Effects of GXNT on lipid deposition of coronary artery tissue of the CA model. (a) Representative images of oil red “O” staining of coronary vessels. Top: lower magnification (scale bars, 500 μm); bottom: higher magnification (scale bars, 100 μm) of the black-boxed area. (b) Quantitative analysis of coronary vascular lipid deposition. n = 6 in each group. Data are presented as the means ± SE. ^##P < 0.01 vs. the control group; ^∗P < 0.05 vs. the model group.

Figure 10

Effects of GXNT on the expressions of NF-κB, TNF-ɑ, and MMP-9 in coronary artery tissue of the CA model. The protein expressions of (a) NF-κB, (b) TNF-ɑ, and (c) MMP-9 by immunohistochemical staining.

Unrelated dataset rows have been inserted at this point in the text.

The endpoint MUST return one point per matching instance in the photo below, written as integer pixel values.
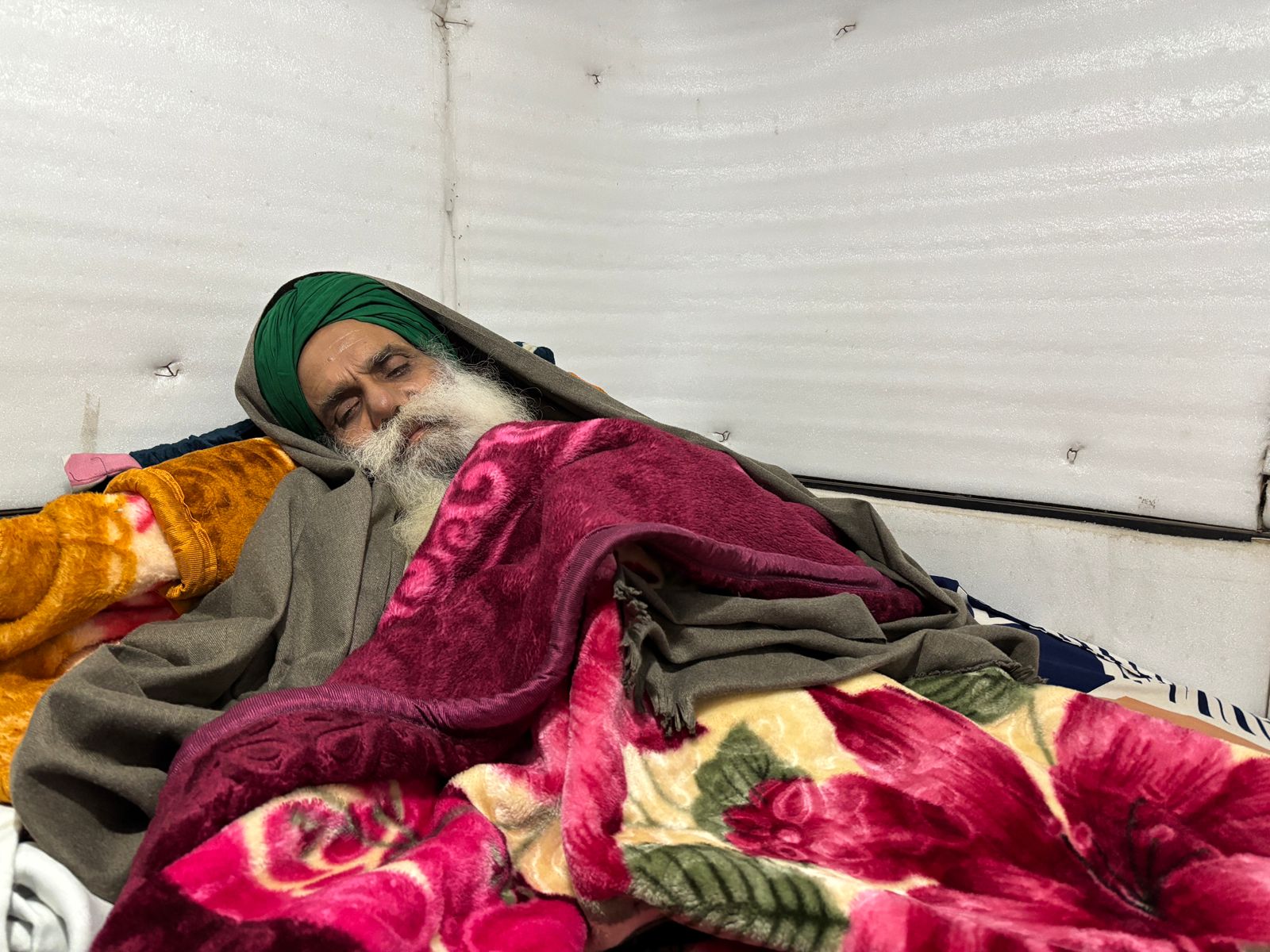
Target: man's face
(356, 376)
(406, 418)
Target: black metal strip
(1048, 511)
(6, 513)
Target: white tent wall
(163, 169)
(1011, 249)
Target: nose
(383, 404)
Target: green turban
(310, 305)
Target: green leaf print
(984, 696)
(742, 762)
(723, 890)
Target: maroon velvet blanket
(482, 632)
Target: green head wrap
(310, 305)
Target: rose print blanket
(480, 776)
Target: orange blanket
(90, 568)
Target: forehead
(333, 352)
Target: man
(366, 371)
(371, 390)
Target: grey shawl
(311, 583)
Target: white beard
(460, 406)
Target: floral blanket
(959, 812)
(478, 776)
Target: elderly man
(378, 393)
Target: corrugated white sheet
(1014, 249)
(163, 169)
(1009, 248)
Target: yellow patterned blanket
(90, 568)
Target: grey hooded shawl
(311, 582)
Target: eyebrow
(374, 363)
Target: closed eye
(346, 416)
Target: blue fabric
(163, 452)
(1060, 663)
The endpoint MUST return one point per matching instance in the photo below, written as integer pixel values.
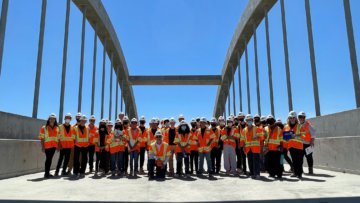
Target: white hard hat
(52, 115)
(249, 117)
(292, 114)
(301, 113)
(158, 134)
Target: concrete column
(312, 58)
(103, 81)
(82, 60)
(39, 59)
(94, 72)
(3, 20)
(240, 90)
(257, 72)
(269, 64)
(352, 50)
(234, 97)
(111, 73)
(287, 66)
(247, 77)
(63, 74)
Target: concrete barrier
(20, 157)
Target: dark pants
(91, 149)
(216, 157)
(309, 158)
(160, 172)
(241, 159)
(287, 158)
(254, 163)
(49, 153)
(142, 156)
(179, 163)
(194, 160)
(297, 156)
(273, 163)
(77, 166)
(64, 156)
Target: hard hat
(249, 117)
(52, 115)
(172, 120)
(213, 120)
(292, 114)
(203, 119)
(83, 118)
(158, 134)
(301, 113)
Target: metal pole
(94, 72)
(3, 20)
(111, 73)
(39, 59)
(239, 75)
(257, 72)
(352, 50)
(82, 60)
(247, 78)
(287, 66)
(269, 64)
(103, 81)
(63, 75)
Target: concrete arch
(252, 16)
(98, 18)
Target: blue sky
(163, 37)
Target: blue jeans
(206, 155)
(117, 161)
(134, 157)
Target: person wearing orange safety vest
(133, 133)
(116, 141)
(204, 138)
(66, 140)
(254, 137)
(82, 134)
(295, 144)
(49, 136)
(182, 141)
(93, 129)
(273, 148)
(216, 150)
(159, 153)
(309, 139)
(142, 143)
(194, 148)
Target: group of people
(260, 142)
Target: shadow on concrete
(312, 200)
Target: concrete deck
(325, 186)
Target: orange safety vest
(66, 138)
(296, 142)
(182, 140)
(50, 136)
(205, 146)
(250, 142)
(81, 139)
(161, 153)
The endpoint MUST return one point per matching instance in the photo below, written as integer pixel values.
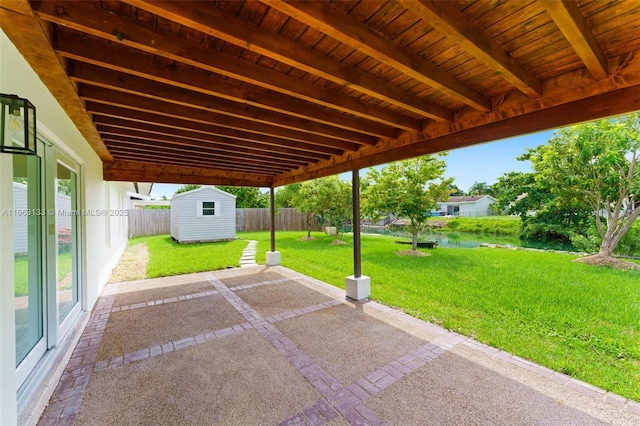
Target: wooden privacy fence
(145, 222)
(258, 220)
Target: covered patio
(267, 345)
(269, 93)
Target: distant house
(203, 214)
(467, 206)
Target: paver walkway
(266, 345)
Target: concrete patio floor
(268, 346)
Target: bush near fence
(145, 222)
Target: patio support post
(358, 286)
(273, 256)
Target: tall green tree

Left: lower magnification (scale bars, 500 μm); right: higher magnification (scale bars, 100 μm) of the black-boxed area. The positive expression rates of (d) NF-κB, (e) TNF-ɑ, and (f) MMP-9 by quantitative analysis. n = 6 in each group. Data are presented as the means ± SE. ^##P < 0.01 vs. the control group; ^∗P < 0.05 or ^∗∗P < 0.01 vs. the model group.

Figure 11

Effects of GXNT on the composition of gut microbiota in the CA model. (a) Effect of GXNT on the diversity of gut microbiota in the CA Model. (b, d, g) Effects of GXNT on the relative abundance distribution of gut microbiota at the level of phylum (top10), family (top20), and genus (top20) in the CA model. (c, e, f, h, i) Effects of GXNT on the relative abundance of Proteobacteria, Enterobacteriaceae, Prevotellaceae, Escherichia, and Prevotella. n = 6 in both the control and GXNT groups, n = 5 in the model group. Data are presented as the means ± SE. ^#P < 0.05 vs. the control group; ^∗P < 0.05 vs. the model group.

Figure 12

Effects of GXNT on the module function and pathway of gut microbiota in the CA model. Effects of GXNT on the relative abundance of (a) Entner-Doudoroff pathway-related microbiota, (b) pentose phosphate cycle-related microbiota, (c) hydroxypropionate pathway-related microbiota, (d) lipopolysaccharide production-related microbiota, (e) phosphoacetyltransferase-acetate kinase pathway-related microbiota, (f) choline production-related microbiota, (g) MAPK pathway-related microbiota, and (h) AMPK pathway-related microbiota. M00008: Entner-Doudoroff pathway, glucose-6P=>glyceraldehyde-3P+pyruvate. M00167: reductive pentose phosphate cycle, glyceraldehyde-3P=>ribulose-5P. M00376: 3-hydroxypropionate bi-cycle. M00060: lipopolysaccharide biosynthesis, KDO2-lipid A. M00579: phosphate acetyltransferase-acetate kinase pathway, acetyl-CoA=>acetate. M00555: betaine biosynthesis, choline=>betaine. Map04016: MAPK signaling pathway-plant. Map04152: AMPK signaling pathway. n = 6 in both the control and GXNT groups, n = 5 in the model group. ^#P < 0.05 or ^##P < 0.01 vs. the control group; ^∗P < 0.05 or ^∗∗P < 0.01 vs. the model group.

Figure 13

Effects of GXNT on fecal SCFAs in the CA model. n = 6 in each group. ^#P < 0.05 vs. the control group; ^∗∗P < 0.01 vs. the model group.

Figure 14

Effects of GXNT on TMA-related metabolites in the CA model. Effects of GXNT on (a) fecal total TMA-related metabolites, (b) fecal choline, and (c) serum TMAO. n = 6 in each group. ^#P < 0.05 or ^##P < 0.01 vs. the control group; ^∗P < 0.05 vs. the model group.

Figure 15

Effects of GXNT on fecal BAs in the CA model. The contents of metabolite BAs in the (a) control group, (b) model group, and (c) GXNT group were detected using LC-MS. Effects of GXNT on fecal (d) CDCA and (e) LCA-3S. n = 6 in each group. ^#P < 0.05 or ^##P < 0.01 vs. the control group; ^∗P < 0.05 vs. the model group.